Kuhle betonte, betonte, dass er explizit in Zusammenarbeit mit Stephan Thomae an einem Fachkräfteeinwanderungsgesetz mitgewirkt habe, dass die reguläre Immigration in den deutschen Arbeitsmarkt erleichtert. Bestätigt wurde Kuhles Aussage durch eine anwesende Pflegefachkraft aus Afrika, die am Abend zugleich in die FDP eintrat. Einer irregulären, ungesteuerten Einwanderung aber gelte es Einhalt zu gebieten, so unisono Kuhle und Thomae. Wer in Deutschland Asyl beantragt und dann kurz darauf im Heimatland Urlaub macht, der hat sein Recht auf Asyl verwirkt.", so die beiden FDP-Politiker.
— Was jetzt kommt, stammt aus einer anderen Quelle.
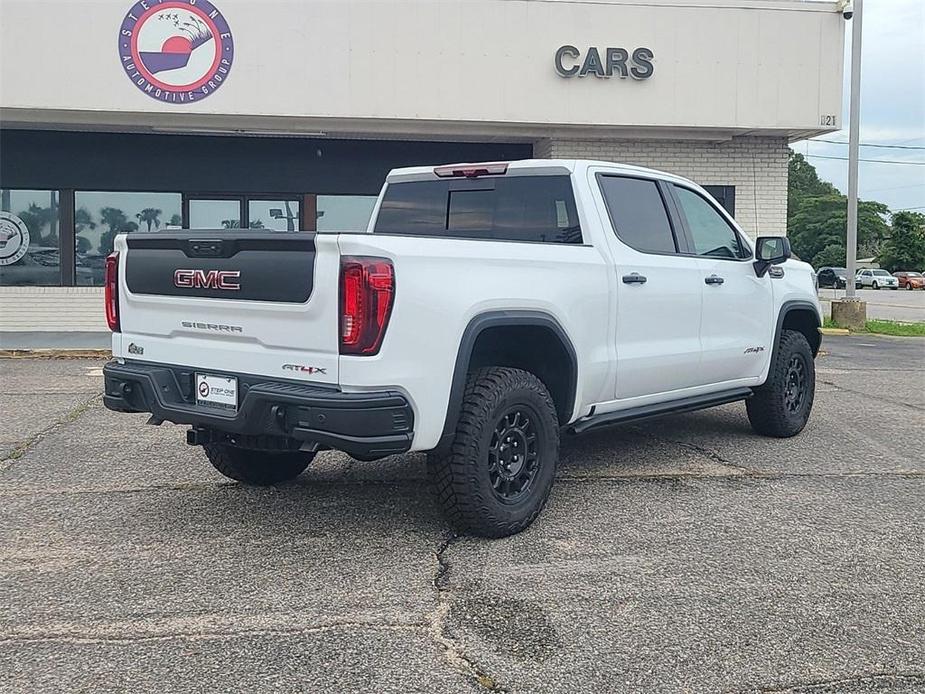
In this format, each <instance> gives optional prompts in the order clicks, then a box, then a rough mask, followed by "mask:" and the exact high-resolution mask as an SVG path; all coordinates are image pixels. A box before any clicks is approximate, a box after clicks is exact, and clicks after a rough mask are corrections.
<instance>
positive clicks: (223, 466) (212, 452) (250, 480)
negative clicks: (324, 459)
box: [202, 443, 315, 487]
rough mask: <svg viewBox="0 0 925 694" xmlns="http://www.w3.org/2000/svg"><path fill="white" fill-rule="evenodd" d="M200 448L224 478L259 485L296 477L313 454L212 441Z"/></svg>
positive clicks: (300, 472) (299, 451)
mask: <svg viewBox="0 0 925 694" xmlns="http://www.w3.org/2000/svg"><path fill="white" fill-rule="evenodd" d="M202 448H203V450H204V451H205V454H206V457H207V458H208V459H209V462H210V463H212V465H213V466H214V467H215V469H216V470H218V471H219V472H220V473H222V474H223V475H224V476H225V477H228V478H230V479H233V480H236V481H238V482H244V483H245V484H253V485H257V486H260V487H266V486H268V485H271V484H277V483H278V482H286V481H288V480H292V479H295V478H296V477H298V476H299V475H301V474H302V472H304V470H305V468H307V467H308V465H309V463H311V462H312V459H313V458H314V457H315V454H314V453H303V452H302V451H286V452H282V453H274V452H270V451H255V450H250V449H247V448H238V447H237V446H231V445H228V444H224V443H211V444H207V445H205V446H203V447H202Z"/></svg>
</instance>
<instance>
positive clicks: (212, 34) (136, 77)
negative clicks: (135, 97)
mask: <svg viewBox="0 0 925 694" xmlns="http://www.w3.org/2000/svg"><path fill="white" fill-rule="evenodd" d="M119 58H120V60H121V62H122V69H123V70H125V74H126V75H128V77H129V79H131V80H132V82H133V83H134V84H135V86H136V87H138V88H139V89H140V90H141V91H143V92H144V93H145V94H147V95H148V96H150V97H151V98H153V99H157V100H158V101H163V102H165V103H170V104H186V103H190V102H196V101H199V100H201V99H204V98H205V97H207V96H209V95H210V94H212V93H213V92H214V91H215V90H216V89H218V88H219V87H221V86H222V84H224V83H225V81H226V80H227V79H228V74H229V72H230V71H231V64H232V62H233V61H234V38H233V37H232V35H231V28H230V27H229V26H228V22H227V21H226V20H225V18H224V17H223V16H222V13H221V12H219V11H218V9H217V8H216V7H215V5H213V4H212V3H210V2H208V1H207V0H168V1H167V2H161V1H159V0H140V2H136V3H135V4H134V5H132V7H131V9H130V10H129V12H128V14H127V15H125V19H124V20H123V22H122V28H121V30H120V31H119Z"/></svg>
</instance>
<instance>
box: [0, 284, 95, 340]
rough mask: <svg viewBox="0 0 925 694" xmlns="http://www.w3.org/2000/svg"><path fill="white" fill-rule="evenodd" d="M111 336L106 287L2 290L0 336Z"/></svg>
mask: <svg viewBox="0 0 925 694" xmlns="http://www.w3.org/2000/svg"><path fill="white" fill-rule="evenodd" d="M45 331H49V332H71V331H78V332H108V331H109V328H108V327H107V325H106V317H105V314H104V311H103V288H102V287H0V332H45Z"/></svg>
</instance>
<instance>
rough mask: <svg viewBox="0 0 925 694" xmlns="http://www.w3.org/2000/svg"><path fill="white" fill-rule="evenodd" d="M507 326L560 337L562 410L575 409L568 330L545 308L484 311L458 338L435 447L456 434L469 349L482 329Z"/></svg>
mask: <svg viewBox="0 0 925 694" xmlns="http://www.w3.org/2000/svg"><path fill="white" fill-rule="evenodd" d="M509 326H534V327H542V328H547V329H549V330H551V331H552V332H553V334H554V335H555V336H556V337H557V338H558V339H559V342H560V343H561V344H562V347H563V348H564V349H565V352H566V354H567V355H568V358H569V367H570V368H569V378H568V390H567V393H568V394H567V398H566V401H565V403H564V404H563V407H562V411H563V412H567V413H568V416H569V417H571V414H572V412H573V410H574V409H575V398H576V395H577V391H578V357H577V354H576V352H575V347H574V346H573V345H572V341H571V340H570V339H569V336H568V333H566V332H565V329H564V328H563V327H562V325H561V324H560V323H559V321H558V320H556V318H555V317H554V316H553V315H551V314H549V313H546V312H545V311H531V310H498V311H486V312H485V313H479V314H478V315H476V316H474V317H473V318H472V319H471V320H470V321H469V324H468V325H466V329H465V330H463V334H462V338H461V339H460V341H459V351H458V352H457V354H456V364H455V366H454V367H453V380H452V382H451V384H450V397H449V400H448V402H447V409H446V418H445V420H444V423H443V433H442V434H441V435H440V440H439V442H438V443H437V445H436V446H435V449H446V448H447V447H448V446H449V445H450V443H451V442H452V441H453V436H454V435H455V434H456V421H457V420H458V419H459V412H460V410H461V409H462V401H463V395H464V393H465V390H466V377H467V375H468V373H469V363H470V361H471V360H472V351H473V349H474V348H475V343H476V341H477V340H478V338H479V335H481V334H482V333H483V332H485V330H488V329H489V328H497V327H509Z"/></svg>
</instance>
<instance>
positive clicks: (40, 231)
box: [0, 188, 61, 286]
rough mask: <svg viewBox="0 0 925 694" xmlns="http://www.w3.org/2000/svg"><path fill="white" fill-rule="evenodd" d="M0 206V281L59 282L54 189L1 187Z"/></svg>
mask: <svg viewBox="0 0 925 694" xmlns="http://www.w3.org/2000/svg"><path fill="white" fill-rule="evenodd" d="M0 209H2V214H0V285H7V286H9V285H60V284H61V238H60V234H59V230H60V225H61V217H60V214H61V211H60V208H59V194H58V191H56V190H10V189H8V188H3V189H0Z"/></svg>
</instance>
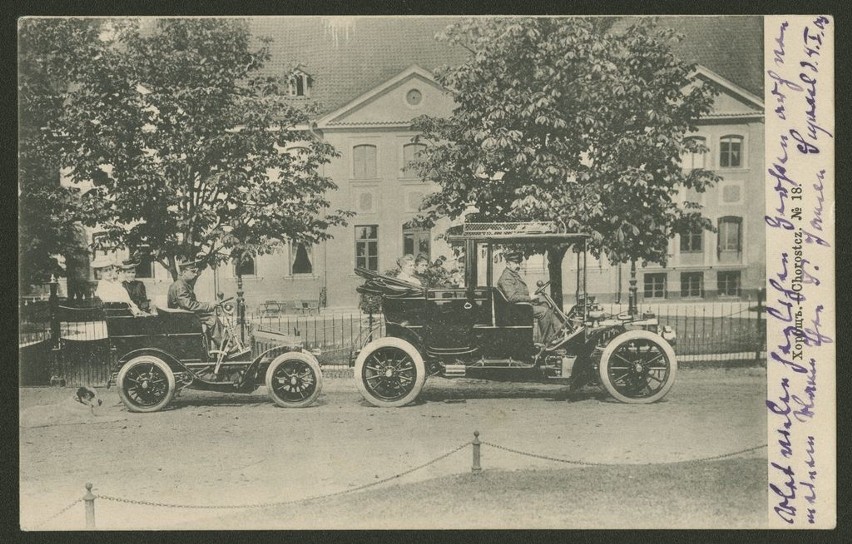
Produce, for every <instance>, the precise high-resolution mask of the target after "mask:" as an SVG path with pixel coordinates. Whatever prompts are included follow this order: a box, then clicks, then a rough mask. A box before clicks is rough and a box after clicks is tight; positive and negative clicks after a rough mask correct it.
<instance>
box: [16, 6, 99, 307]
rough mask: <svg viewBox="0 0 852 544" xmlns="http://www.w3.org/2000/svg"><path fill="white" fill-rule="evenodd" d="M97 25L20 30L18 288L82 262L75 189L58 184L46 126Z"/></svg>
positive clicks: (64, 99) (85, 51)
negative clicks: (63, 260) (60, 262)
mask: <svg viewBox="0 0 852 544" xmlns="http://www.w3.org/2000/svg"><path fill="white" fill-rule="evenodd" d="M98 31H99V23H98V21H96V20H85V19H73V18H64V19H38V18H24V19H21V20H20V23H19V26H18V51H19V54H18V108H19V109H18V111H19V117H18V119H19V124H18V128H19V131H18V217H19V223H18V241H19V259H20V262H19V282H20V289H21V290H25V289H26V287H27V286H28V285H31V284H37V283H43V282H46V281H48V279H49V278H50V276H51V275H52V274H55V275H60V274H63V273H64V270H63V268H62V267H61V266H60V263H59V262H58V259H59V258H60V256H64V257H66V259H74V258H75V257H77V258H79V257H80V255H79V254H85V251H86V248H85V246H84V245H81V244H80V243H79V241H78V235H79V232H78V229H77V227H76V226H75V216H74V214H73V210H74V206H75V202H76V197H77V196H78V191H77V190H76V189H74V188H69V187H62V186H61V185H60V183H59V179H60V177H59V170H60V168H59V147H58V145H57V143H58V142H57V141H56V139H55V138H53V137H52V134H51V132H50V130H49V127H50V126H51V124H52V123H53V122H55V121H56V120H57V119H58V118H59V117H60V116H61V115H62V111H63V102H64V100H65V95H66V90H67V89H66V86H67V81H68V79H69V67H70V66H73V65H75V64H77V63H79V62H81V61H83V59H86V58H88V57H89V56H90V52H91V46H90V44H92V43H96V41H97V35H98Z"/></svg>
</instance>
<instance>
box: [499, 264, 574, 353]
mask: <svg viewBox="0 0 852 544" xmlns="http://www.w3.org/2000/svg"><path fill="white" fill-rule="evenodd" d="M503 258H504V259H505V260H506V268H505V269H504V270H503V273H502V274H501V275H500V279H499V280H497V287H498V288H499V289H500V291H502V292H503V294H504V295H505V296H506V300H508V301H509V302H513V303H515V302H530V303H532V307H533V317H534V318H535V320H536V321H537V322H538V330H539V332H540V333H541V341H542V343H544V344H545V345H547V344H549V343H550V342H551V341H553V340H554V339H555V338H556V335H557V333H558V332H559V329H561V328H562V324H561V322H560V321H559V319H557V317H556V315H555V314H554V312H553V309H552V308H551V307H550V306H548V305H547V304H545V303H543V302H541V301H540V300H539V299H538V298H536V299H533V298H531V297H530V291H529V288H528V287H527V282H525V281H524V278H523V277H522V276H521V274H520V272H519V271H520V269H521V261H523V259H524V257H523V255H521V254H520V253H518V252H514V251H511V252H506V253H504V254H503Z"/></svg>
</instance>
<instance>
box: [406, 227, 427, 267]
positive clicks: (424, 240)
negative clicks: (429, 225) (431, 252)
mask: <svg viewBox="0 0 852 544" xmlns="http://www.w3.org/2000/svg"><path fill="white" fill-rule="evenodd" d="M431 234H432V231H431V230H430V229H424V228H421V227H415V226H414V225H411V224H408V223H406V224H405V225H403V226H402V253H403V254H404V255H415V256H416V255H419V254H423V255H425V256H426V257H427V258H430V257H431V254H432V253H431V247H430V246H431V243H430V239H431Z"/></svg>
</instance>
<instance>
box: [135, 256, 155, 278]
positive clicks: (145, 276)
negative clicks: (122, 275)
mask: <svg viewBox="0 0 852 544" xmlns="http://www.w3.org/2000/svg"><path fill="white" fill-rule="evenodd" d="M132 254H133V255H139V266H137V267H136V278H137V279H151V278H153V277H154V264H155V263H156V261H155V260H154V257H152V256H151V255H149V254H148V253H146V252H133V253H132Z"/></svg>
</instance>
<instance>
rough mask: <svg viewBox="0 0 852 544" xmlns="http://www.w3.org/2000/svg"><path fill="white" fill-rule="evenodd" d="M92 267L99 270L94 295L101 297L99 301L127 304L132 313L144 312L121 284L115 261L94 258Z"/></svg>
mask: <svg viewBox="0 0 852 544" xmlns="http://www.w3.org/2000/svg"><path fill="white" fill-rule="evenodd" d="M92 267H93V268H96V269H99V270H100V271H101V279H100V280H99V281H98V287H97V289H96V290H95V296H96V297H98V298H99V299H101V302H103V303H105V304H113V303H119V304H127V306H128V307H129V308H130V312H131V313H132V314H133V315H144V314H145V312H143V311H142V310H141V309H139V307H138V306H137V305H136V303H135V302H133V300H132V299H131V298H130V295H128V294H127V289H125V288H124V286H123V285H121V282H120V281H119V279H118V274H119V265H118V263H117V262H115V261H114V260H113V259H104V260H102V261H98V260H96V261H95V262H93V263H92Z"/></svg>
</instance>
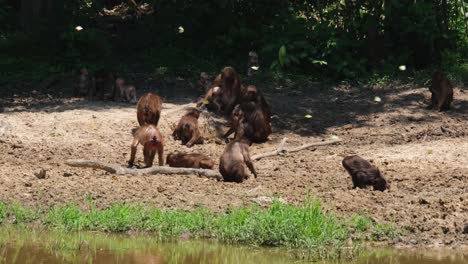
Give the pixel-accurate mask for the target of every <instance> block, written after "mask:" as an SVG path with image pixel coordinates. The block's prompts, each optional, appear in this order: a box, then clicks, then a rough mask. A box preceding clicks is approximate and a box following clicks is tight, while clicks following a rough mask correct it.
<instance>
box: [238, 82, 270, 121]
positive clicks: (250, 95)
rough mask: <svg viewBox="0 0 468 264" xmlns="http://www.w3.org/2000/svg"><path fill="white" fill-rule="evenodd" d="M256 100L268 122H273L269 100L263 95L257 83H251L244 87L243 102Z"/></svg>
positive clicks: (247, 102) (242, 93)
mask: <svg viewBox="0 0 468 264" xmlns="http://www.w3.org/2000/svg"><path fill="white" fill-rule="evenodd" d="M248 102H254V103H255V104H256V105H260V106H261V108H262V110H263V113H264V115H265V118H266V119H267V122H268V123H270V122H271V108H270V105H269V104H268V102H267V101H266V99H265V96H263V93H262V91H260V90H259V89H258V88H257V87H256V86H255V85H249V86H247V87H246V88H245V89H244V92H243V93H242V97H241V104H243V103H248Z"/></svg>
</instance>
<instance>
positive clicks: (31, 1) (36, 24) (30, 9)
mask: <svg viewBox="0 0 468 264" xmlns="http://www.w3.org/2000/svg"><path fill="white" fill-rule="evenodd" d="M20 1H21V5H20V11H19V22H20V26H21V29H22V30H23V31H25V32H31V31H34V30H37V29H38V28H40V27H41V26H44V25H47V24H49V23H53V22H54V20H55V18H56V16H57V12H56V0H20Z"/></svg>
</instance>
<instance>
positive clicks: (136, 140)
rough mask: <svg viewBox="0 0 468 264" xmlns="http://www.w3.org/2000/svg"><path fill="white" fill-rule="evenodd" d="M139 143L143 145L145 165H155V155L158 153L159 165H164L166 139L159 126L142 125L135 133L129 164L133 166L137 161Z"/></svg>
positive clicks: (129, 165)
mask: <svg viewBox="0 0 468 264" xmlns="http://www.w3.org/2000/svg"><path fill="white" fill-rule="evenodd" d="M138 144H141V145H143V156H144V159H145V166H146V167H151V166H153V160H154V156H155V155H156V152H157V153H158V161H159V166H163V165H164V160H163V154H164V140H163V137H162V135H161V133H160V132H159V130H158V128H157V127H156V126H154V125H144V126H140V127H139V128H138V129H137V130H136V131H135V133H134V135H133V141H132V146H131V154H130V160H129V161H128V166H129V167H132V166H133V163H134V161H135V154H136V151H137V147H138Z"/></svg>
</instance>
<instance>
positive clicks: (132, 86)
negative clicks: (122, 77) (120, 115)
mask: <svg viewBox="0 0 468 264" xmlns="http://www.w3.org/2000/svg"><path fill="white" fill-rule="evenodd" d="M115 89H116V92H115V93H114V101H119V100H120V101H122V102H126V103H131V104H136V103H137V97H136V88H135V86H134V85H129V84H125V80H124V79H123V78H117V79H116V80H115Z"/></svg>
Westbindung, Klimaschutz und Aktienrente

Weitere Themen am Abend waren u.a. die Westbindung Deutschlands an USA, EU und NATO. „Wir sollten den liberalen Demokratien die Treue halten, im Bereich der Verteidigungsbereitschaft ein neues Mindset entwickeln und den Spaltungsversuchen aus Moskau und Peking widerstehen.", so Konstantin Kuhle. Im Bereich der Klimapolitik setzen Kuhle und Thomae auf einen globalen und europäischen Ansatz, eine lediglich national angelegte Strategie funktioniere an dieser Stelle nicht. Bei der Rente ginge es darum, zeitnah eine zusätzliche Säule der Altersvorsorge, vulgo die Aktienrente, zu etablieren. „Die größte Einzelausgabe im Bundestag sind die jährlichen Zuschüsse von 1 Mrd. Euro in die Rentenkasse.", konstatiert Kuhle. Nach den Ausführungen Kuhles wurden die rund 120 Gäste eingeladen, Fragen an die beiden FDP-Bundestagsabgeordneten zu stellen, wovon viele im Saal rege Gebrauch machten.

Politische Kultur

Im Anschluss zur Veranstaltung äußerte sich MdB Stephan Thomae auch zu den in letzter Zeit häufiger auftretenden Strafanzeigen, die Politiker z.T. untereinander, aber auch gegen Bürger erstatten, die Politiker beleidigen. Hier nimmt Thomae die Position ein, das Recht des Politikers zu stärken, sich gegen überzogene Verbalinjurien und Bedrohungen zu schützen. „Wir müssen als Politiker sicherlich hier und da ein dickeres Fell haben, aber ebenso haben wir das Recht, wie jeder andere Bürger, uns gegen ehrverletzende Beleidigungen juristisch zu wehren und damit auch ein Zeichen zu setzen, den öffentlichen Diskurs von persönlichen Beleidigungen frei zu halten."